Jesús es patrimonio de la humanidad. No
es posesión de la Iglesia.
En la medida en que Jesús no fundó una
nueva religión, sino que nos presentó un proyecto de vida verdaderamente
humana, en esa misma medida su Evangelio es el mensaje de humanidad para todos
los humanos.
2. Esto
quiere decir que, mientras los humanos estemos en este mundo, tenemos que
acostumbrarnos a saber convivir con toda clase de personas, de mentalidades de
creencias, de usos y costumbres, y también de formas de pensar.
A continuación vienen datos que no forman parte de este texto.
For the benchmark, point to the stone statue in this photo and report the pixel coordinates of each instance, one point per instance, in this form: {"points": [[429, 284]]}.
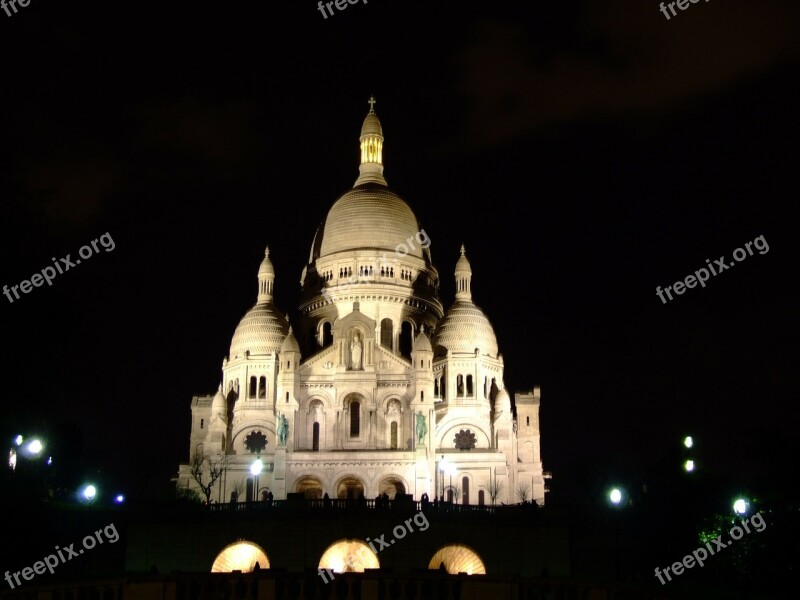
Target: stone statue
{"points": [[283, 429], [355, 353], [422, 428]]}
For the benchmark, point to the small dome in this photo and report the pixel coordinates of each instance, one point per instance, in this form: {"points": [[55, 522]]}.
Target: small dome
{"points": [[464, 328], [261, 331], [219, 405], [290, 343], [372, 125]]}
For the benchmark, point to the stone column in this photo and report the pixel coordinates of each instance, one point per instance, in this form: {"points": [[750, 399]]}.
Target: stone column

No juzgando nunca a nadie.
No despreciando nunca a nadie. Respetando a todos.
Estimando a todos.
Recordando siempre aquel aforismo de la
sabiduría sufí: “Un día visitó una Iglesia, otro día visitó una mezquita. Yendo
de templo en templo, no te busco mas que a ti”.
3. Ahora
se habla mucho del diálogo entre religiones. Y se propugna “Una ética mundial para
la economía y la política” (Hans Küng). Por
supuesto, una ética común es de enorme importancia. Pero, ¿por qué restringirla
a la economía y a la política? Tenemos
que dar el paso decisivo.
El paso que consiste en poner el centro de
la religión
en la ética. Y que cada cual, para vivir y practicar esa ética común, que se ayude
de las oraciones y rituales que más le ayuden. Pero siempre sobre la base de la
ética de la humanidad. Sabiendo que lo único que de verdad nos lleva a Dios es
ser plenamente humanos.
Insistamos en esto: lo decisivo no es el
ser humano, sino ser humano.
No es cuestión de teorías filosóficas o
cosas parecidas.
La cuestión determinante está en ser
siempre buenas personas, respetado, estimando y siendo sensibles a todo
sufrimiento, sobre todo el sufrimiento de quienes son diferentes a mí.
San Joaquín y
Santa Ana
Memoria
de san Joaquín y santa Ana, padres de la Inmaculada Virgen María, Madre de
Dios, cuyos nombres se conservaron gracias a la tradición de los cristianos.
San
Joaquín
Joaquín
(Yahvé prepara) fue el padre de la Virgen María, madre de Dios. Según San Pedro
Damián, deberíamos tener por curiosidad censurable e innecesaria el inquirir
sobre cuestiones que los evangelistas no tuvieron a bien relatar, y, en
particular, acerca de los padres de la Virgen.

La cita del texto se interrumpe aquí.